Global Secondary Index Storage

Global Secondary Index Storage

Nitro

Memory-Optimized Indexes use a totally in-memory storage engine designed for low-latency, high-throughput storage of indexes called Nitro. Its write throughput scales almost-linearly with CPU cores due to its innovative use of lockless data structures. Fast index scans of these datastructures are facilitated by skip lists, drastically improving query performance when using indexes.

Overlying the skiplist used to store the data is a powerful Multi Version Concurrency Control component designed to offer the following:

  • Immutable Snapshots: Concurrent writers add or remove items into the skiplist simultaneously. A snapshot of the current items can be created to provide a point-in-time view of the skiplist. This is useful for providing repeatable stable scans. Users can create and manage multiple snapshots. If an application requires atomicity for a batch of skiplist operations, it can apply a batch of operations and create a new snapshot. Changes are invisible to scans until a new snapshot is created.

  • Fast and Low Overhead Snapshots: Readers of the skiplist use a snapshot handle to perform all lookup and range queries. An indexer application typically requires many snapshots to be created every second to serve incoming queries. The overhead of creating and maintaining a snapshot is therefore minimal to service the high rate of snapshot generation.

  • Avoid Phantom Reads: A query operation using a specific snapshot must always return the same results. Items being removed or added to an index will not be visible to the query, a query operation using a snapshot is repeatable.

  • Memory Efficiency: Disk-oriented data structures such as B+Trees process updates in the unit of disk page sizes. This approach introduces significant storage overhead per item. For a single entry update, the entire residing page needs to be copied. Nitro allocates the only exact amount of space required to hold an item. This is important for predictable capacity planning and minimization of memory usage.

  • Fast and Scalable Garbage Collection: For a system that generates hundred immutable snapshots per second, there could be hundreds of snapshots becoming unused every second. The garbage collector is therefore efficient enough to keep up with high rates of garbage generation. The Nitro garbage collector is concurrent and scales linearly with the number of concurrent writers used by the system.

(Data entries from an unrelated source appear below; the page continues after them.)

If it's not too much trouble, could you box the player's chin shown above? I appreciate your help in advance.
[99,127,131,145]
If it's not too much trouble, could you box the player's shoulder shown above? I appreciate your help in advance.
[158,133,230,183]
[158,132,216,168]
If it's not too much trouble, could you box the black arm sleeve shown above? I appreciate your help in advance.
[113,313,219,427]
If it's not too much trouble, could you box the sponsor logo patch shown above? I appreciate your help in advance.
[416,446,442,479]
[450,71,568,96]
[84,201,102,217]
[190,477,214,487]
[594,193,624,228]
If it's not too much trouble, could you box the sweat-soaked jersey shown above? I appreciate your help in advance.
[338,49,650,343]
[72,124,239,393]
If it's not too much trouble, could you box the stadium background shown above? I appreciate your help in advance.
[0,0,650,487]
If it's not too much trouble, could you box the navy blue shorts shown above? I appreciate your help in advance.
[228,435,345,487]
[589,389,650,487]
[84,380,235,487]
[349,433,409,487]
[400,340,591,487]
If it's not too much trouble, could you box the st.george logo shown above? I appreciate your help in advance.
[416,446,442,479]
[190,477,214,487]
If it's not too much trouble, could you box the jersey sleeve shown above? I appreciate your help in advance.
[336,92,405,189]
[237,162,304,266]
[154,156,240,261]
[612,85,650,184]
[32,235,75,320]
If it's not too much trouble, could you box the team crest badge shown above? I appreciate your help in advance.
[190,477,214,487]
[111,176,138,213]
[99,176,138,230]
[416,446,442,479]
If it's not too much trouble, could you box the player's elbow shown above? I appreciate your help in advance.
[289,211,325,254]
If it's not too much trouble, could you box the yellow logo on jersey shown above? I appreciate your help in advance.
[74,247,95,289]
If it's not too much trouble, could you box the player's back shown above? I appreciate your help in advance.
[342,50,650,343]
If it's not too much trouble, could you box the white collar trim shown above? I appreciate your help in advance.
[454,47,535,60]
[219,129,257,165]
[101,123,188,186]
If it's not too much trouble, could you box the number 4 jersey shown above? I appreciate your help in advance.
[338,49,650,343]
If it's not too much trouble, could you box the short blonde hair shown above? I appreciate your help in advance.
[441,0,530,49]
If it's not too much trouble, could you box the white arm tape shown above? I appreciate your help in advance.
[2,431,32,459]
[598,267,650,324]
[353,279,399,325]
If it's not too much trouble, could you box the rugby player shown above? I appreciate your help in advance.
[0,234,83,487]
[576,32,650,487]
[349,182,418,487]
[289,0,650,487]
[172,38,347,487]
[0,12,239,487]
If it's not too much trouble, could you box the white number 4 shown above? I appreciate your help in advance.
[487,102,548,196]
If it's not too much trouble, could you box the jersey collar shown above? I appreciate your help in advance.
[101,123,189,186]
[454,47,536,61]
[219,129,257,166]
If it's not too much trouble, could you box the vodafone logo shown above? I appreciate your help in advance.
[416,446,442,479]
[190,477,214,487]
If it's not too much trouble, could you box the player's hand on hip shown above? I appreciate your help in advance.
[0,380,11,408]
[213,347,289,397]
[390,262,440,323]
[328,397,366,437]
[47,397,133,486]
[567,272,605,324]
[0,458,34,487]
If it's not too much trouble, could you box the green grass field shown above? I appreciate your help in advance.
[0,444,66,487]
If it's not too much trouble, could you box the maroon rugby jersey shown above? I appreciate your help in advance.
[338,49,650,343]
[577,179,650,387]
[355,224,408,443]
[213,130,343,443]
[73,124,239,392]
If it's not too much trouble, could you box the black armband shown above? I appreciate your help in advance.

Figure 1. Nitro Architecture

While Nitro is a memory-optimized storage engine, the index is also snapshotted to disk at regular intervals to allow the indexer to recover from a restart without needing to rebuild the entire index.

Plasma

The Plasma index storage engine is an extension of the Nitro storage engine, used by Standard Global Secondary Indexes. This extension allows the index to exist partially in memory and partially on disk, removing the constraint of having to have enough memory to store all indexes in their entirety.

Plasma uses lockless data structures for its on-disk format to ensure that concurrent disk access does not become a significant bottleneck. Specifically, Plasma stores the evicted pages using a log-structured format which is a form of append-only storage. Unlike B+-Trees traditionally used to store database indexes, log structured files do not rely on threads holding intermediate locks when inserting items. This means that writer threads do not interfere with each other and slow down the insertion of items.

The on-disk format also reduces the write amplification experienced when writing data to disk. It does this by incrementally persisting new data as it is evicted from the in-memory skiplist (based on an LRU algorithm) rather than always persisting entire snapshots. To retain data consistency, previous unused snapshots are merged and written to disk as full snapshots at a regular interval (every 10 minutes).